Sul Patto separato si deve votare. Lo sancisce il documento votato ieri dal direttivo nazionale della Cgil, che all’unanimità «approva e fa propria la scelta della segreteria confederale di non sottoscrivere il `Patto per l’Italia. Contratto per il lavoro’», siglato invece con governo e padroni da Cisl e Uil: «La Cgil si rivolge alle organizzazioni sindacali confederali che hanno sottoscritto l’intesa e le chiama a una consultazione aperta e democratica fra le lavoratrici e i lavoratori, i giovani in cerca di lavoro, i pensionati italiani affinché a essi sia riconsegnata la possibilità di esprimere una valutazione impegnativa e risolutiva sul protocollo e i suoi contenuti». Anche per questo – un accordo sottoscritto senza il mandato della maggioranza dei lavoratori – la Cgil insiste sulla necessità di «dare piena attuazione all’art. 39 della Costituzione» definendo per legge «regole certe per la verifica della rappresentanza sindacale». Nel documento approda anche la «politica dei redditi»: il Patto «affossa di fatto l’accordo del `93», hanno sostenuto molti segretari di categoria e dunque nei contratti il salario non deve più restare vincolato all’inflazione programmata.

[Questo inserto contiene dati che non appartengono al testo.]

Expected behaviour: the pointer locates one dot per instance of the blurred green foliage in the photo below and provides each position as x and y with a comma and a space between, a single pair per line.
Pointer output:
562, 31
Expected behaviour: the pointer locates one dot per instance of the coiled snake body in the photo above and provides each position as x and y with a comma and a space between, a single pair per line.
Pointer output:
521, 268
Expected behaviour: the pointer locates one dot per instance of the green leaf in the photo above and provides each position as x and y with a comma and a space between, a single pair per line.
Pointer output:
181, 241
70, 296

Contro il «Patto per l’Italia», definito «neocorporativo», e rispondente «all’intento essenzialmente politico che ha mosso il governo fin dall’inizio», la Cgil ribadisce i suoi no. Critica l’assenza di impegni per le «risorse al Mezzogiorno», il «quadro poco trasparente» sul bilancio pubblico, l’avallo alla «iniqua politica fiscale di Tremonti» e la previsione di «una restituzione fiscale per il 2003 corrispondente a quanto già dovuto in ragione di norme precedenti», con anche la «definitiva soppressione della restituzione del fiscal drag». Sul mercato del lavoro si denuncia tra l’altro la «destrutturazione», l’assenza di risposte alla «estensione dei diritti ai lavoratori atipici, parasubordinati, e elle imprese minori» e invece il «ruolo abnorme e improprio dato alla `bilateralità’».

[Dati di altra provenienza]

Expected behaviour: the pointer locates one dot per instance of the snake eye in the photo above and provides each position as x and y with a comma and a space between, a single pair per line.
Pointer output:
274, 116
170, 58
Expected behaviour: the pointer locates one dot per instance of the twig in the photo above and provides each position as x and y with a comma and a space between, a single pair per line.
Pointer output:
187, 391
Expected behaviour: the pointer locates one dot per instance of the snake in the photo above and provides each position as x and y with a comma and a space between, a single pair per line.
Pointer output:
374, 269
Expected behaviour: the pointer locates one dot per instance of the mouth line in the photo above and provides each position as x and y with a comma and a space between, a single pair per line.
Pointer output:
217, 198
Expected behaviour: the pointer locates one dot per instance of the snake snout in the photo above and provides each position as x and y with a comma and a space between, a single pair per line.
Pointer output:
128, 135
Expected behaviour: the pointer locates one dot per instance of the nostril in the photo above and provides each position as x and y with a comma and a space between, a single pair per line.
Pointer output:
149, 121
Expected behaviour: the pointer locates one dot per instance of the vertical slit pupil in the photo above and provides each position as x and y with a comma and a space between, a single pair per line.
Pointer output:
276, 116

Sull’art.18 il «Patto» prevede: esclusione di «tutti i nuovi assunti», deroga per « tutte le imprese di nuova costituzione» con qualsiasi organico, «doppi regimi » che differenziano «le condizioni dei lavoratori su base generazionale». Lo sciopero generale i primi di ottobre lo aveva già confermato nella relazione Guglielmo Epifani (che il 20 settembre sarà eletto successore di Cofferati, per mandato del direttivo che ha votato anche le nuove entrate in segreteria di Titti Di Salvo, Nicoletta Rocchi, Achille Passoni). E ribadita la raccolta dei «5 milioni di firme» per i «due no» per abrogare i provvedimenti di Berlusconi, e i «due sì» per proposte di legge sull’estensione dei diritti e sugli ammortizzatori sociali.